A paralisação de algumas categorias profissionais – caminhoneiros, petroleiros, policiais – traz riscos muito maiores do que outras. Uma greve de professores pode durar meses e uma de sociólogos poderia durar anos sem grandes impactos para a sociedade. E qual seria o impacto para o país da paralisação da Usina de Itaipu? Ou dos portuários? Dos controladores de voo?
Já vimos metade do país ficar às escuras pela avaria de algumas torres de distribuição de energia elétrica. Uma epidemia nos rebanhos ou doenças na soja podem afetar fortemente as exportações. Somos, portanto, tanto mais expostos a riscos quanto mais certos setores e recursos estão concentrados e quanto mais próximos da base da pirâmide. É possível construir, por exemplo, uma matriz tripla que avalie concentração, grau de necessidade social e probabilidade de ocorrência de eventos potencialmente desestabilizadores.
Alguém já observou que o Plano Piloto, onde ficam os três poderes, concentra quase toda a estrutura governamental federal brasileira. Essa concentração é uma vantagem logística para o funcionamento cotidiano da administração pública. Mas, no caso de um ataque externo ou convulsão popular, o foco em alguns quilômetros quadrados poderia paralisar quase completamente o funcionamento do Executivo, Legislativo e Judiciário.
Em longo prazo, a diminuição de riscos para a economia e para a segurança passaria pela desconcentração e redução de dependências críticas, o que envolve planejamento, outro nome para pensamento estratégico. Se hoje 60% do transporte de carga é feito através das rodovias (CNT), é preciso investir em ferrovias, aerovias e hidrovias. Na eventualidade de uma modalidade ser afetada, outra dá continuidade ao fluxo. Se Itaipu é responsável por 20% do abastecimento de energia elétrica do país, que por sua vez compõe 67,5% da nossa matriz energética, um evento catastrófico prejudicaria boa parte do fornecimento de energia do país. Pela baixa qualidade do petróleo produzido no Brasil, precisamos importar ainda 20% do petróleo leve para as refinarias, o que nos torna dependentes dos preços internacionais. Tornar o país autossuficiente de petróleo leve e diversificar a matriz energética são formas de reduzir a exposição aos riscos de uma nova crise do petróleo, que jogou o mundo numa forte recessão nos anos 70.
Se transporte urbano é estratégico, precisamos diversificar a matriz investindo em ônibus, metrô, táxis, motoristas autônomos, bicicletas, veículos particulares e modais integrando esses diversos meios de transporte. Nestes dias de greve em São Paulo, vimos ruas vazias e ciclovias engarrafadas pela cidade, mostrando a importância dos transportes alternativos como opção de mobilidade. Se polícia é uma categoria profissional estratégica, em caso de greve é importante saber que existem as guardas municipais, a Força Nacional de Segurança Pública, os vigilantes privados, Forças Armadas com alguma expertise para atuar em situações de crise e substituir os grevistas.

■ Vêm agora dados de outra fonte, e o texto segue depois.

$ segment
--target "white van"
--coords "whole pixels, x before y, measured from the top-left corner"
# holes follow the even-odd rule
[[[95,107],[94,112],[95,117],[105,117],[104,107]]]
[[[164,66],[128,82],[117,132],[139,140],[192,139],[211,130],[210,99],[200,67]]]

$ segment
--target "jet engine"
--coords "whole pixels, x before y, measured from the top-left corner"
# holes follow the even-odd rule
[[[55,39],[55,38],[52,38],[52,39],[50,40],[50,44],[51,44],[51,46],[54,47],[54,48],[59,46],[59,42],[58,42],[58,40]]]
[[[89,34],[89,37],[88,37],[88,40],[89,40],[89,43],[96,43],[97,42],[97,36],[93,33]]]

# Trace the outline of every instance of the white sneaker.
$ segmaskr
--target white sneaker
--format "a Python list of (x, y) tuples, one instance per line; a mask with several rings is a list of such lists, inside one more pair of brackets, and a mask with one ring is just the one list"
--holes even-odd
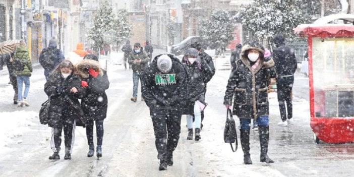
[(283, 126), (283, 127), (286, 127), (287, 126), (287, 122), (286, 121), (281, 121), (280, 123), (278, 123), (278, 126)]
[(28, 104), (28, 102), (27, 102), (27, 100), (26, 98), (24, 98), (22, 100), (22, 104), (23, 104), (26, 106), (29, 106), (29, 104)]
[(288, 124), (293, 124), (294, 123), (294, 119), (293, 118), (286, 120)]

Em todas essas situações, a estratégia maximizadora é diversificar as apostas.
O problema é que a estratégia de diversificação tem custos: uma termoelétrica movida a carvão é mais cara que uma hidroelétrica. Transporte aeroviário é mais caro do que rodoviário. Uma política de diminuição da exposição ao risco precisaria levar em conta esse cálculo de custo-benefício. Alternativas menos eficientes podem ser benéficas em longo prazo se pensamos em redução da exposição aos riscos.

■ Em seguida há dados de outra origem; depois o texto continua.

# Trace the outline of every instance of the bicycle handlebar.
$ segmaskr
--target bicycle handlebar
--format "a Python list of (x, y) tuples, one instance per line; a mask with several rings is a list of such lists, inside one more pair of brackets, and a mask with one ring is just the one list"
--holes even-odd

De todo modo, a lição do caminhonaço de 2018 e dos movimentos sociais de 2013, insuflados pelo aumento de tarifas de ônibus, é de que é importante para os setores de segurança pública conhecer e monitorar essas “concentrações relevantes” e “necessidades sociais básicas”. No final, sobra para a polícia, como sempre, conter manifestantes indignados e caminhoneiros insatisfeitos. Num cenário no qual se conjugam insatisfação generalizada, governos e instituições impopulares, crise econômica e uso generalizado das mídias sociais, é possível que essas situações sejam cada vez mais frequentes.